But over the next decade, Carlson returned SRI to double-digit growth by instituting the "five disciplines" that he and Wilmot dissect in workbook fashion: identifying important customer needs, creating solutions that fill those needs, building innovation teams, empowering "innovation champions" who keep the effort on track, and, finally, aligning the entire enterprise around creating value for customers. To that end, Carlson and Wilmot suggest spending a lot of face time with customers to get real-time feedback on your ideas from the outset. "Get out of your office, hit the road. The best source of information about whether your value proposition is on the right track is your prospective customers and partners," they write.
Contrary to what most executives might believe, the authors argue that building an innovative company doesn't require a cultural overhaul. "You do not have to totally change your enterprise, fire all your people, or import arcane practices that no one understands," they advise. Among the alternatives they offer: the "Watering Hole," a brainstorming session where new ideas undergo a formal review process. Carlson runs this forum every two to six weeks at SRI, with five to 20 participants from different departments, including the team pitching an idea, technical and legal staff, and a market expert, as well as current or potential business partners.
Presenters make a five- to 20-minute presentation, followed by 10 to 30 minutes of feedback around four key questions: What is the market need? What is your approach to addressing this need? What are the benefits vs. costs of your approach? And how do these benefits compare with the competition's? Carlson and Wilmot, who helped create the innovation workshop SRI runs for outside companies, say their experience at SRI has proven this format spurs critical collaboration among once-siloed departments.
"Watering holes are an excellent way to eliminate organizational boundaries, which are major barriers to innovation in most companies," they write.
Still, the authors caution that even the best procedures are no shortcut to perseverance. They recount how when a colleague told Thomas Edison that he'd again failed to find a filament that would not burn out, Edison replied, "I didn't fail.
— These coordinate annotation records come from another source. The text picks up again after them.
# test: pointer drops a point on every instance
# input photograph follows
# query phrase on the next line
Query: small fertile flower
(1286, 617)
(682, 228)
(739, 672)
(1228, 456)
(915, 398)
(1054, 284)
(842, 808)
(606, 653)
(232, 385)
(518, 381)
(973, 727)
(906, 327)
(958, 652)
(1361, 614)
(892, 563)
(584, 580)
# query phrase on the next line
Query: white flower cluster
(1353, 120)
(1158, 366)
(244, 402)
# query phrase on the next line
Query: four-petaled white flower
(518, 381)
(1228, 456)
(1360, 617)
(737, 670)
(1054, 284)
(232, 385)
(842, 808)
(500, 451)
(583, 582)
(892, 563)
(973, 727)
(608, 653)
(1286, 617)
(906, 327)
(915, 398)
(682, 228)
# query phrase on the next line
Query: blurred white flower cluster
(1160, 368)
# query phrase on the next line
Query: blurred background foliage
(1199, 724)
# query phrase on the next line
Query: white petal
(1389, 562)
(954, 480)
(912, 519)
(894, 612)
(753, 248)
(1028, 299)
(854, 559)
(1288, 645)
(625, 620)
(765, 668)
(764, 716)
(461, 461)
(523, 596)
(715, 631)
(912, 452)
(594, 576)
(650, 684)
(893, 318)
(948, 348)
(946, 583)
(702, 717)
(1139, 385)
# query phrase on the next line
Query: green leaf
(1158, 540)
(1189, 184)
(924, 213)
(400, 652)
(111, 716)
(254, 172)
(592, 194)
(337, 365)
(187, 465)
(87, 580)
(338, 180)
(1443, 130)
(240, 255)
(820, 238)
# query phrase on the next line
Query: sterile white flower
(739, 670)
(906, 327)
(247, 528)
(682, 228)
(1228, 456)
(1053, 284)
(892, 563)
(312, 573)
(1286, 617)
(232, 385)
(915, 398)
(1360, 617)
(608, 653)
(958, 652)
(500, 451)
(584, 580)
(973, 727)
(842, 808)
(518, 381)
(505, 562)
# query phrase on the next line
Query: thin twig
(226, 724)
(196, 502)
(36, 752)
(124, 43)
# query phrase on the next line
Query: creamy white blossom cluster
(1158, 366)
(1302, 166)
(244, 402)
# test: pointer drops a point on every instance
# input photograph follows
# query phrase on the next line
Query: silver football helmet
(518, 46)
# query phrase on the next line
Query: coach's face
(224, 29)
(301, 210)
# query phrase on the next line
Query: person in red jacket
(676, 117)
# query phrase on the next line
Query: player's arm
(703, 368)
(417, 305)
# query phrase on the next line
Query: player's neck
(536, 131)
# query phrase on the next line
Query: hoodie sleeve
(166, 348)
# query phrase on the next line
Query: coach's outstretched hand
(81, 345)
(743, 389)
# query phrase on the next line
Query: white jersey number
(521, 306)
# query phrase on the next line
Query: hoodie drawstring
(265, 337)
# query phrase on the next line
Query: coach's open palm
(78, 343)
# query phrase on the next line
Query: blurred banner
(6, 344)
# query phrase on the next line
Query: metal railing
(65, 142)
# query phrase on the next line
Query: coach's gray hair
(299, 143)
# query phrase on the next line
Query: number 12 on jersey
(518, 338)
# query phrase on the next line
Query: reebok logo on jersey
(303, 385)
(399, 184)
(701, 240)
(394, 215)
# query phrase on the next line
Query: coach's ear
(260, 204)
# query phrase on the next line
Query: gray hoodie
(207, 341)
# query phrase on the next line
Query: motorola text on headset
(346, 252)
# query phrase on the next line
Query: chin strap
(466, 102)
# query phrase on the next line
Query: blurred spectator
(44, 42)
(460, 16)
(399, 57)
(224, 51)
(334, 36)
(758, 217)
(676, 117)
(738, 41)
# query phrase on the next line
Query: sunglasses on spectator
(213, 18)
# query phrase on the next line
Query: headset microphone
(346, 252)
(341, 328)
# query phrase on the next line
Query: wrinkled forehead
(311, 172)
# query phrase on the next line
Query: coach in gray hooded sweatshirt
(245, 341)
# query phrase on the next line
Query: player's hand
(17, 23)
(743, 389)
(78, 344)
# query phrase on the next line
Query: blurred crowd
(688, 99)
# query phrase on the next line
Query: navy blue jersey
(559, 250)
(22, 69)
I just found something else that didn't work." And sometimes the ultimate market for a great idea isn't the one you first imagined. Carlson and Wilmot note that when one SRI engineer developed a technique for printing metals on paper -- thinking it could revolutionize the greeting-card business -- the idea was scrapped after the realization that the potential market was small, and there were already cheaper alternatives. But further research showed that a better application for the technology was printing cheap antennas for Radio Frequency Identification Device tags. In the pursuit of innovation, there doesn't always have to be a Eureka moment.